Figure 1: The diphoton invariant mass distribution of all data events (black dots). The Higgs boson corresponds to the excess of events observed at 125 GeV with respect to the background (dashed line). (Image: ATLAS Collaboration/CERN)
About eleven years after its discovery, the Higgs boson is becoming increasingly central to the study of the fundamental structure of our universe. The ATLAS experiment, at the CERN Large Hadron Collider in Geneva, has just made public at the LeptonPhoton2023 conference the most precise measurement of the mass of the Higgs boson, breaking through for the first time the relative precision threshold of 0.1%. The mass of the Higgs boson (mH) is a free parameter of the Standard Model of elementary particles (SM) which must be determined experimentally. The precise measurement of its value is of paramount importance in elementary particle physics: firstly, the production cross sections of the Higgs boson and its decay rates depend on its mass. Secondly, the mass values of the Higgs boson, the W boson and the top quark play a fundamental role in verifying the internal consistency of the Standard Model. Finally, the mass of the Higgs boson plays a key role in the shape and evolution with energy of the Higgs potential in the SM and, consequently, plays a crucial role in determining the stability of our universe.
Almost five years after the end of the data-taking phase called ”Run 2” (2015-2018), the ATLAS collaboration has released the final measurement of the mass of the Higgs boson in the two-photon decay channel. Compared to the previous ATLAS measurement in this channel, the new result benefits from a larger data sample which allowed halving of the statistical uncertainty and a remarkable reduction of a factor of four of the systematic uncertainty.

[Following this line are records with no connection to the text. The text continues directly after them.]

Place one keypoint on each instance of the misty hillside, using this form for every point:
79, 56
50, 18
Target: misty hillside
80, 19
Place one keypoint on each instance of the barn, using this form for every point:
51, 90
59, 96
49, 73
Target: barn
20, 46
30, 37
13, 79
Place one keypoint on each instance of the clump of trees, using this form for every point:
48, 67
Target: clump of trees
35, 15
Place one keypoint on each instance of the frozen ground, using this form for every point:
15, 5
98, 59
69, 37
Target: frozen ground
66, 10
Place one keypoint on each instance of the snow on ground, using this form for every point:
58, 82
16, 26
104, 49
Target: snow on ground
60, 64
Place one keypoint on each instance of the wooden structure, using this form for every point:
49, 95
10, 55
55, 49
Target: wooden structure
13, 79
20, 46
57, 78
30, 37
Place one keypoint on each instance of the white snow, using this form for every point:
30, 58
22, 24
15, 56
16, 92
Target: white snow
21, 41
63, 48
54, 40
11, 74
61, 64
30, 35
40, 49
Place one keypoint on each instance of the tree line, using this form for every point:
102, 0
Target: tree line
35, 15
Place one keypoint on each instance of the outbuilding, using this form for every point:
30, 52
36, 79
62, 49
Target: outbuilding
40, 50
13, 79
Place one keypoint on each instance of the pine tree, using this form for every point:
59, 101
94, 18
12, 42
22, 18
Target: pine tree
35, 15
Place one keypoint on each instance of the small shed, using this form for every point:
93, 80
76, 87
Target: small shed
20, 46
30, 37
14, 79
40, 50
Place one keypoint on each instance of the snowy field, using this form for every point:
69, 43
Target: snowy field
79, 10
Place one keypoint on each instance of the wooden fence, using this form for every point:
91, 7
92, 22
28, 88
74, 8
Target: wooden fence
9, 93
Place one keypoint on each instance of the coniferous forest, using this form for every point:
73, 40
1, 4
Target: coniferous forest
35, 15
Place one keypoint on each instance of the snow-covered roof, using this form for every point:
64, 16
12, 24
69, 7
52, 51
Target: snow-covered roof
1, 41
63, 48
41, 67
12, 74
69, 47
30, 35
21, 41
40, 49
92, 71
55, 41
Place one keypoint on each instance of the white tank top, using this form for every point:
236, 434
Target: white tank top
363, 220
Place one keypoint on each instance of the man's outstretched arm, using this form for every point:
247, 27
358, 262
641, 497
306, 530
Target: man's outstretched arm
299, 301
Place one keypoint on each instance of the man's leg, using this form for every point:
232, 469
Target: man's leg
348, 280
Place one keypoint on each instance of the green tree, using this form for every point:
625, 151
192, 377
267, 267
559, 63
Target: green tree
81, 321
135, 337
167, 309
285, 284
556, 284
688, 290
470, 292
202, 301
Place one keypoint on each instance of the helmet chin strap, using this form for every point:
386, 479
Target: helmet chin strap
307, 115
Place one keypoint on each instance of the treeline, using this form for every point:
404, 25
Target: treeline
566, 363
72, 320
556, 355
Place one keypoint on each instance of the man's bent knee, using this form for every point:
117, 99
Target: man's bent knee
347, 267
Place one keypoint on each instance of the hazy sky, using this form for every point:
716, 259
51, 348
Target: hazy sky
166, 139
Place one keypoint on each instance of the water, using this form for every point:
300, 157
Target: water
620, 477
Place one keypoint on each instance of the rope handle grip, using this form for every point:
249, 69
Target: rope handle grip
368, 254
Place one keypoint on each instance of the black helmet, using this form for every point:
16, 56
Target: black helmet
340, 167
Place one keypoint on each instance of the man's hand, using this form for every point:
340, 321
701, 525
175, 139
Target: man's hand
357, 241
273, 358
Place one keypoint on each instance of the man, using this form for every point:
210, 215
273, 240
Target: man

This result was possible only thanks to a long and detailed study of the systematic uncertainties on the calibration of the photon energy scale. The value of the mass of the Higgs boson obtained by combining the new measurement with that obtained in "Run1" (2011-2012) in the same channel is:
mH= 125.22 ± 0.11(stat.) ± 0.09(syst.) GeV = 125.22 ± 0.14 GeV.
With an uncertainty of 1.1 per-mille, this measurement becomes the most precise ever obtained from a single decay channel.
mH= 125.11± 0.09(stat) ±0.06 (syst) GeV =125.11±0.11 GeV
This result, with a relative uncertainty of 0.09%, represents to date the most precise available measurement of this fundamental parameter.
The ATLAS group of the Milano University physics department and Milano INFN section has a long history of activity within the collaboration in the construction of the electromagnetic calorimeter, the pixel tracker and big-data computing. The measurement saw a fundamental contribution from the Milano analysis team, heavily involved in the calibration of the electromagnetic calorimeter and in the study of the decay channel of the Higgs boson into two photons.